Conditions for the autoactivation of M. sexta proHP14 upon exposure to E. coli DAP-PG, PGRP1, and MBP. (A) Size of proHP14. The proHP14 from induced hemolymph (0.1 μg proHP14ΔL₁^N, LDL₁ processed, natural) and truncation mutants of proHP14 from baculovirus-infected insect cells (0.1 μg proHP14ΔL₁*, proHP14ΔL₁, proHP14ΔL_1,2, proHP14ΔL_1–3, proHP14ΔL_1–4, SWP and WP, see Fig. 1 legend), MBP-fl (300 ng, 250 nM), PGRP1 (300 ng, 625 nM), E. coli DAP-PG (1 μg), and buffer A to a final volume of 24 μl were incubated for 90 min at 37 °C. (B) Linkage of MBP-N and -C. The proHP14 (0.1 μg proHP14ΔL₁*), MBP (500 ng MBP-fl, -N, -C, or both -N and -C each at 250 ng), PGRP1 (300 ng, 625 nM), E. coli DAP-PG (1 μg), and buffer A were incubated. (C) Stoichiometry.

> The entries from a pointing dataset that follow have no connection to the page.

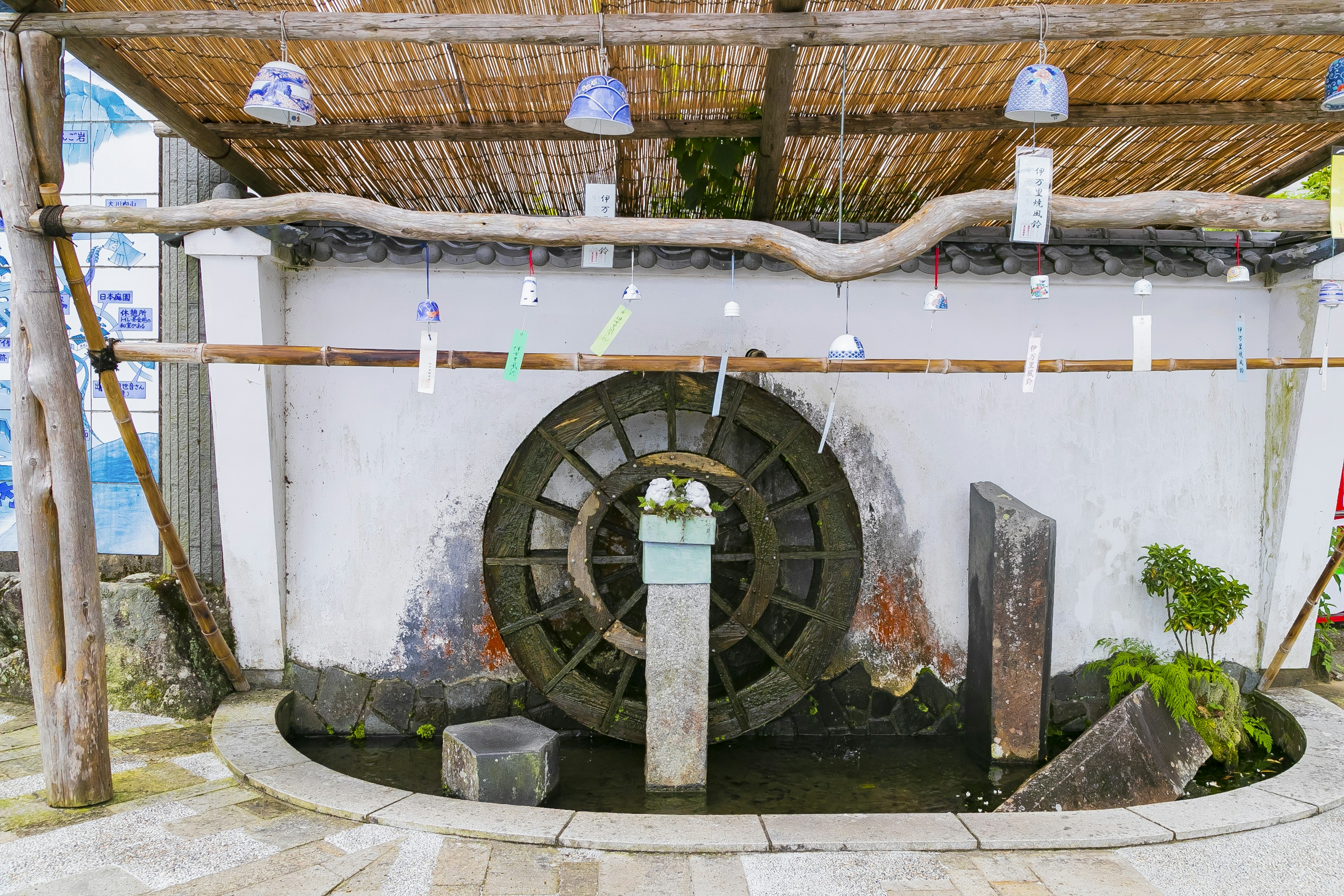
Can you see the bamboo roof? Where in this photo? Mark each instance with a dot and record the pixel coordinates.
(886, 176)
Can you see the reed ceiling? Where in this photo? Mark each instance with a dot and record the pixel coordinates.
(886, 176)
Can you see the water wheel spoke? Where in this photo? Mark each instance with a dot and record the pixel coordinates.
(808, 554)
(587, 471)
(547, 612)
(619, 695)
(545, 556)
(738, 710)
(761, 641)
(615, 420)
(807, 499)
(725, 424)
(671, 410)
(790, 602)
(760, 467)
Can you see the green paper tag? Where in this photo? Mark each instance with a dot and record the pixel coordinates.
(612, 328)
(515, 357)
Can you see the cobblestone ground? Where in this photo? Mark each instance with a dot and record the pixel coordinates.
(181, 824)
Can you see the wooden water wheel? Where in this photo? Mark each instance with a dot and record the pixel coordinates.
(562, 559)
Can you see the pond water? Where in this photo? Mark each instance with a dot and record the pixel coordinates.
(756, 776)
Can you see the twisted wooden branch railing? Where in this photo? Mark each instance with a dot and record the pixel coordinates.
(836, 264)
(452, 359)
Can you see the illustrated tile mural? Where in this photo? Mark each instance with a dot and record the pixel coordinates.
(112, 159)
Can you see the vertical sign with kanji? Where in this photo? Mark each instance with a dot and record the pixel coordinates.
(598, 202)
(1033, 178)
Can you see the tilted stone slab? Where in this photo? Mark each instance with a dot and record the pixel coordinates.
(465, 819)
(502, 761)
(1244, 809)
(1096, 830)
(666, 833)
(320, 789)
(1135, 755)
(867, 832)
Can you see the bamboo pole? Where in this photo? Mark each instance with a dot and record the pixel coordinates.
(454, 359)
(936, 219)
(136, 452)
(940, 27)
(58, 555)
(1306, 614)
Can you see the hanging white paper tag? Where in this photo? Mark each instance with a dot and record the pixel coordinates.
(1033, 181)
(1241, 348)
(598, 202)
(1029, 378)
(1143, 342)
(429, 362)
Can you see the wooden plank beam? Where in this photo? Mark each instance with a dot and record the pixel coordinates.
(941, 27)
(123, 76)
(1168, 115)
(780, 65)
(823, 261)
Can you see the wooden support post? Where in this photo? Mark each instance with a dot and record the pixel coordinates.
(775, 120)
(136, 452)
(1307, 613)
(58, 555)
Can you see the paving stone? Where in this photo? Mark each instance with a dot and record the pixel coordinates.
(462, 864)
(1244, 809)
(718, 876)
(341, 700)
(1101, 828)
(304, 680)
(465, 819)
(579, 879)
(1135, 755)
(1091, 875)
(99, 882)
(867, 832)
(1314, 780)
(666, 833)
(522, 871)
(315, 786)
(394, 702)
(644, 876)
(502, 761)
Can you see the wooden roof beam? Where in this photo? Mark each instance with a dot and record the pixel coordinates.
(115, 69)
(1251, 113)
(945, 27)
(780, 65)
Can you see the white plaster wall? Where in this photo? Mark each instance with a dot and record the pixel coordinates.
(387, 488)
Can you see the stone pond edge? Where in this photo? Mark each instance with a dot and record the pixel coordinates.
(249, 735)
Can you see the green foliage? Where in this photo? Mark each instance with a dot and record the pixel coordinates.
(1201, 600)
(1316, 186)
(677, 507)
(1257, 730)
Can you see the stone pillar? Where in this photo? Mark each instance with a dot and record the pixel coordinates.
(1011, 594)
(677, 672)
(243, 292)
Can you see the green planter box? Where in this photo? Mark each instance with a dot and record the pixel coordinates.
(677, 551)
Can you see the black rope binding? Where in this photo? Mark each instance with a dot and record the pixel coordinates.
(104, 359)
(50, 222)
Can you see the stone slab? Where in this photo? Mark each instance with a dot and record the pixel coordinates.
(1094, 830)
(666, 833)
(677, 673)
(867, 832)
(1316, 781)
(323, 790)
(465, 819)
(1245, 809)
(1135, 755)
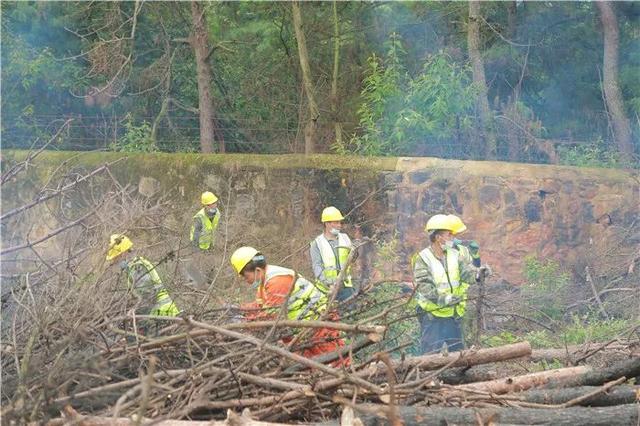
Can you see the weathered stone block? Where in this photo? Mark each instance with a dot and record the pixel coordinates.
(434, 201)
(533, 210)
(419, 177)
(489, 195)
(391, 178)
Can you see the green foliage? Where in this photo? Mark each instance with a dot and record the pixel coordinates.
(137, 138)
(546, 287)
(578, 331)
(404, 85)
(387, 253)
(403, 332)
(596, 154)
(401, 114)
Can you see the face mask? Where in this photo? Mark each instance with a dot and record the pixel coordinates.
(256, 282)
(447, 245)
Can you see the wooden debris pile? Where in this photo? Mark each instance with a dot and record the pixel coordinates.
(204, 370)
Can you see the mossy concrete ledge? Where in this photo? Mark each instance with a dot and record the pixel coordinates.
(513, 210)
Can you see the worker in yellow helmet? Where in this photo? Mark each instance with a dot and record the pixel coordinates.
(205, 222)
(142, 278)
(439, 274)
(329, 252)
(277, 286)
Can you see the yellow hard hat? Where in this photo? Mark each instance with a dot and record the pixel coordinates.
(458, 225)
(331, 214)
(440, 221)
(241, 257)
(118, 244)
(208, 198)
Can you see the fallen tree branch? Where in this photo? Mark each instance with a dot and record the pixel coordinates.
(627, 414)
(58, 191)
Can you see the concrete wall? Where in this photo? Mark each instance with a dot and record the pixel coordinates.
(274, 202)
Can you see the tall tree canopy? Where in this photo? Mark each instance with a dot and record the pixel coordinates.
(524, 81)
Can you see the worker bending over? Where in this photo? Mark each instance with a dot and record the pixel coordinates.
(276, 286)
(142, 278)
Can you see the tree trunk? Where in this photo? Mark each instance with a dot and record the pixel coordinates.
(527, 381)
(627, 414)
(629, 368)
(615, 396)
(314, 114)
(334, 80)
(613, 96)
(200, 44)
(480, 81)
(468, 358)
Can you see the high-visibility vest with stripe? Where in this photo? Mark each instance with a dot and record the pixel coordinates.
(209, 226)
(331, 265)
(306, 301)
(447, 281)
(164, 305)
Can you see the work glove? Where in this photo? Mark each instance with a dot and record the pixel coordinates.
(448, 300)
(484, 271)
(234, 312)
(406, 288)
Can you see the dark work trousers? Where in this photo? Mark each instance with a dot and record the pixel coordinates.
(435, 331)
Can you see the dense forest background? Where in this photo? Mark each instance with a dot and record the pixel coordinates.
(553, 82)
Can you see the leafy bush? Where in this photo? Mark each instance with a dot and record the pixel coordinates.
(137, 138)
(596, 154)
(401, 113)
(546, 288)
(577, 332)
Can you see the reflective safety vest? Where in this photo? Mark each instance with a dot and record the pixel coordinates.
(306, 301)
(447, 281)
(333, 266)
(209, 226)
(164, 305)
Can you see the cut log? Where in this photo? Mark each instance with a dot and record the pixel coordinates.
(628, 368)
(71, 416)
(343, 352)
(476, 373)
(572, 354)
(615, 396)
(527, 381)
(627, 414)
(469, 357)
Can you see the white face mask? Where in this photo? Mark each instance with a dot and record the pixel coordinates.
(256, 281)
(447, 245)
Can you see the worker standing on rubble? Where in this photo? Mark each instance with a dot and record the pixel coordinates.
(440, 274)
(329, 252)
(469, 250)
(142, 278)
(205, 222)
(277, 286)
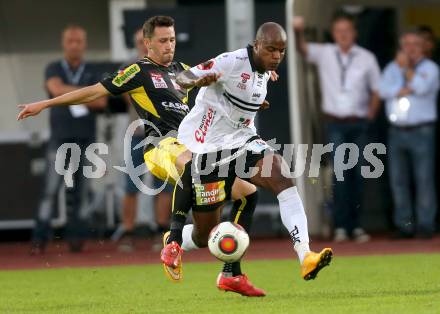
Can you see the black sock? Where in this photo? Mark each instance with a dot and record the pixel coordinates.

Lanes 1–5: The proHP14 (0.1 μg proHP14ΔL₁^N), MBP-fl (0 to 125 nM), PGRP1 (300 ng), E. coli DAP-PG (1 μg), and buffer A were incubated; Lanes 6–9: The proHP14 (0.1 μg proHP14ΔL₁*), MBP-fl (300 ng), PGRP1 (39 to 312 nM), E. coli DAP-PG (1 μg), and buffer A were incubated. The reaction mixtures in (A–C) were subjected to 10% SDS-PAGE under reducing conditions, followed by immunoblot analysis using 1:2000 diluted HP14 antiserum as primary antibody and GAR-AP as secondary antibody to detect autoproteolysis.

Fig. 5.

Effects of MBP-N, -C, and HP14 fragments on proHP14 autoactivation caused by E. coli peptidoglycan. (A) DAP-PG (1 μg), PGRP1 (0.3 μg, 625 nM), MBP-fl (0.3 μg, 250 nM), and purified proHP14 (0.1 μg proHP14ΔL₁^N, 55 nM) were incubated with HP14 LDLa_2–5 (1 μg, 1.6 μM), Sushi (1 μg, 5.2 μM S), Wonton (1 μg, 4.5 μM W), MBP-N (0.9 μg, 3.12 μM), or MBP-C (1.7 μg, 1.7 μM), and buffer A to a final volume of 24 μl for 1.5 h at 37 °C. (B–D) DAP-PG (1 μg), PGRP1 (312 nM), MBP-fl (125 nM), proHP14 (55 nM), different concentrations of LDLa_2–5 (0, 50, 100, 200, 400, and 800 nM for (B), MBP-N (0, 0.49, 0.98, 1.95, 3.9, 7.8 μM for (C), or MBP-C (0, 0.27, 0.53, 1.06, 2.12, 4.25 μM for (D), and buffer A (to 24 μl) were incubated for 90 min at 37 °C. The reaction mixtures in (A–D) were subjected to 10% SDS-PAGE under reducing conditions, followed by immunoblot analysis using 1:2000 diluted HP14 antiserum as the primary antibody and GAR-AP as the secondary antibody to detect proHP14 autoactivation.

Fig. 6.

A model for proHP14 (proHP14ΔL₁) auto-proteolysis and protease cascade activation triggered by DAP-PG, PGRP1 and MBP interaction. A color difference between the same domain represents a conformational change upon binding or proteolytic cleavage. Shape changes in the protease domain depict activation after proteolysis between the regulatory and catalytic domains.